MPP Student Profiles

Afnan Nehela, MPP'25

Maria Aybar, MPP'24

Katherine Nace, MPP'24
Returned Peace Corps Volunteer [Coverdell Fellow]
Nace, who has chosen a concentration in Economic and Racial Equity, is eager to learn how she can help improve the criminal punishment system and mental health policy in the U.S.
“One thing that I was looking for was flexibility in the curriculum,” she says. “Heller’s program requires courses that provide a great foundation, while giving me the agency to pick other topic areas I am interested in. This combination creates a really well-rounded degree.”

Jeff Arnold, MPP’23
“I can see my friends suffering from behavioral health issues,” he says. “I can see what I’ve done and how they have affected me, so […] this is how I can give back to the military.

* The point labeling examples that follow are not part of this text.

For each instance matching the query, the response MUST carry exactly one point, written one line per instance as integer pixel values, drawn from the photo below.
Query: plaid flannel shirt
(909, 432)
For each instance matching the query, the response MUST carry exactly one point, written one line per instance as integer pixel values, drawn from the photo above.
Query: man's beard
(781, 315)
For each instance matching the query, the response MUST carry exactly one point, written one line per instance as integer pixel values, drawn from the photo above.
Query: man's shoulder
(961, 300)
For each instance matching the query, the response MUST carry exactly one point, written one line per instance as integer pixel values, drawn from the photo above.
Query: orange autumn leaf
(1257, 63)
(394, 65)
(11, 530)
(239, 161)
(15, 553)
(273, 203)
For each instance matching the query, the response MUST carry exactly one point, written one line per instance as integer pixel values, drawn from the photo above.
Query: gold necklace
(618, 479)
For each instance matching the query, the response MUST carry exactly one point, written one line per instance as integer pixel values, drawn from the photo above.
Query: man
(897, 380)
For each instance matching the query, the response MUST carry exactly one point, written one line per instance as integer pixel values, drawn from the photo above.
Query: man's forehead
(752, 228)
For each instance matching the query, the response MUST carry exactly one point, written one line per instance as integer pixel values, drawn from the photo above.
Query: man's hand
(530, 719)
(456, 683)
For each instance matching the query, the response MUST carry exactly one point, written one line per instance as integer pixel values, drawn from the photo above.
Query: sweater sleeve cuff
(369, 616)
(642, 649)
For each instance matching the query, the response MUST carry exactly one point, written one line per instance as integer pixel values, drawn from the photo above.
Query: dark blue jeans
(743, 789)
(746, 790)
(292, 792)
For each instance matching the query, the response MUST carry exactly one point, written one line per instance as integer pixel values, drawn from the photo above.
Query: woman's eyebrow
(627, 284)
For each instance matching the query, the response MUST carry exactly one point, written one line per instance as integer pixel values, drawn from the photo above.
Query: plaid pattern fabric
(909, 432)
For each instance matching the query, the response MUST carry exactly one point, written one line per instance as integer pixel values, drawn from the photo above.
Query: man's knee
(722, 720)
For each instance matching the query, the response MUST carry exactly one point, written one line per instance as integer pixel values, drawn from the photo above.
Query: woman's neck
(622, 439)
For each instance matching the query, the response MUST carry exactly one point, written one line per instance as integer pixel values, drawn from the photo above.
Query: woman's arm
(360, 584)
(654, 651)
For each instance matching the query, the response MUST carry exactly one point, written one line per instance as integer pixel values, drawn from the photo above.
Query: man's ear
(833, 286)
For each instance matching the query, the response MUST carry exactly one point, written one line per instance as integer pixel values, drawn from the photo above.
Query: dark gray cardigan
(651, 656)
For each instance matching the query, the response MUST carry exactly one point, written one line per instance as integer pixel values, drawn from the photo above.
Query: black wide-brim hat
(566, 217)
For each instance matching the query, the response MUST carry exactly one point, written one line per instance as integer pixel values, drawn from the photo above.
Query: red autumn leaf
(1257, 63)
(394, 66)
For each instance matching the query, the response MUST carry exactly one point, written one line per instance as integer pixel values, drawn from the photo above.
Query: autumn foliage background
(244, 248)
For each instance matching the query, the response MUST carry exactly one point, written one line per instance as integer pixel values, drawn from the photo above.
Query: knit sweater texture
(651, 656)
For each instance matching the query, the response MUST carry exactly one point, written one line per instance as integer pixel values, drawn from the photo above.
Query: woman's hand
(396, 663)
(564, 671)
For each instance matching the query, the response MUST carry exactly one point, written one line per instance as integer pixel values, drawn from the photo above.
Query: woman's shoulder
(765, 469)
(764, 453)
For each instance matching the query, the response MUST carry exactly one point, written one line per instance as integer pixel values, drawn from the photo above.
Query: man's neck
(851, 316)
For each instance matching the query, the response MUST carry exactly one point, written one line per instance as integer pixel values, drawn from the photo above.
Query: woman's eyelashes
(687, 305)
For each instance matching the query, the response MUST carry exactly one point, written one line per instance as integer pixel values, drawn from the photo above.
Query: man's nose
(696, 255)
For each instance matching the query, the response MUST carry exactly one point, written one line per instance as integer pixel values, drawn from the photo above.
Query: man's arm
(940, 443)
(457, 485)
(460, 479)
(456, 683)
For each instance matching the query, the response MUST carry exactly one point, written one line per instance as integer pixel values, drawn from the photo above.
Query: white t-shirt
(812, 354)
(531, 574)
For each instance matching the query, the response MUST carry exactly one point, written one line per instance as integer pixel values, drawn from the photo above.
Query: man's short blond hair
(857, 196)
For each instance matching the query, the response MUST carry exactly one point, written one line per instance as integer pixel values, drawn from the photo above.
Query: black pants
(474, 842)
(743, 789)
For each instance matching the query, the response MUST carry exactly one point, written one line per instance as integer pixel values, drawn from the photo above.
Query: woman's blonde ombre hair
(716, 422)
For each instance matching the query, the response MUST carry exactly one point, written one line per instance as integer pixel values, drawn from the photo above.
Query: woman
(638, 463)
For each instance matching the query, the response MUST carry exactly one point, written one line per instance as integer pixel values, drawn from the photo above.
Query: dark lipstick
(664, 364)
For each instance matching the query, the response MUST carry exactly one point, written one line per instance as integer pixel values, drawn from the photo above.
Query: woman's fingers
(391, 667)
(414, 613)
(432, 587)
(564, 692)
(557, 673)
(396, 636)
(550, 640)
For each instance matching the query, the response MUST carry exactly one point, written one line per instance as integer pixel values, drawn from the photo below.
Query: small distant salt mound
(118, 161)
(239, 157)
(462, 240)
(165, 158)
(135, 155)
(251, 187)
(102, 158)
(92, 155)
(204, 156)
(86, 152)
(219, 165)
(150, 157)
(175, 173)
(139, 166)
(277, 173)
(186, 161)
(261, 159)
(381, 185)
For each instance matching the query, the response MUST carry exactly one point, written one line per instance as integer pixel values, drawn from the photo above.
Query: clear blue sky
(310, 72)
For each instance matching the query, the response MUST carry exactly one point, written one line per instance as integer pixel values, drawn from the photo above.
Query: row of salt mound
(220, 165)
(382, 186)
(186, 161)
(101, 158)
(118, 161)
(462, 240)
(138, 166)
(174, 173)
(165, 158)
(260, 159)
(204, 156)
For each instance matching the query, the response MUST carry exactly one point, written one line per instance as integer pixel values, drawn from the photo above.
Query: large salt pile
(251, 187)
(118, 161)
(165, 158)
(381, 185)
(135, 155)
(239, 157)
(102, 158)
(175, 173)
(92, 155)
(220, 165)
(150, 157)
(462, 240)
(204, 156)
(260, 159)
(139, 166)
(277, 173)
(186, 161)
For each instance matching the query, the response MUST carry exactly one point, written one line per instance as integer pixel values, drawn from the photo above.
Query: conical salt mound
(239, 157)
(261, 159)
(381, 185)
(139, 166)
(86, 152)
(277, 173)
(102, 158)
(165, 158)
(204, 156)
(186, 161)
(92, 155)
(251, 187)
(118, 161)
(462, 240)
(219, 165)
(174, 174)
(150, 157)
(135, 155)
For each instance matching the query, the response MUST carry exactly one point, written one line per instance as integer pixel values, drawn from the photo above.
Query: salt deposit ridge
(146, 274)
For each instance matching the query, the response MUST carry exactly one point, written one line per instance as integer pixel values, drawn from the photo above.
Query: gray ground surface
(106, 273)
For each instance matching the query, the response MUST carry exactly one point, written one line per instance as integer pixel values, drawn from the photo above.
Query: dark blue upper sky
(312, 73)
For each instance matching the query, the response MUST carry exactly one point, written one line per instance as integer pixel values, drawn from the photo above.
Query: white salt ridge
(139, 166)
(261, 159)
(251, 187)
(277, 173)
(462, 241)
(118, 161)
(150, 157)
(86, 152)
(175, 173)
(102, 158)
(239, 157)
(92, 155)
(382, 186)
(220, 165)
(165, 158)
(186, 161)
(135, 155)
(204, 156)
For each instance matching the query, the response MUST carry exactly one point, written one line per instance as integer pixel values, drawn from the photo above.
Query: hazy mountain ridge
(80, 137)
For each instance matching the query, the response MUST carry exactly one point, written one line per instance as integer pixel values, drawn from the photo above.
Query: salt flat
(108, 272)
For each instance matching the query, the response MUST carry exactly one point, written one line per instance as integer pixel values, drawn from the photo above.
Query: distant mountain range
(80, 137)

This is how I can effect policy change for the better using this degree.”

Branden Miles, MPP’23
“Heller is a unique space in that there is a richness of experience both in the faculty and staff but also amongst my cohort,” he says. “I think there’s a lot of varied experience that I can really learn from and that there are a lot of different positions and different experiences that we have a lot of chances as students to investigate.”

Lisa Thorn, MPP'23
Lisa Thorn decided to leave a successful career in the tech industry in order to apply her leadership and knowledge to resolving systemic issues, such as workplace discrimination. She’s fascinated by the intersection of labor policy, racial justice and the tech industry.
“Tech has been unregulated for so long, and it’s long been inaccessible to women and people of color. And beyond the employment issues, there are also policy questions around the data the tech industry collects on people, how that information gets bought and sold, and the impacts that data can have on groups of people, on misinformation, even on efforts to destabilize democracies.”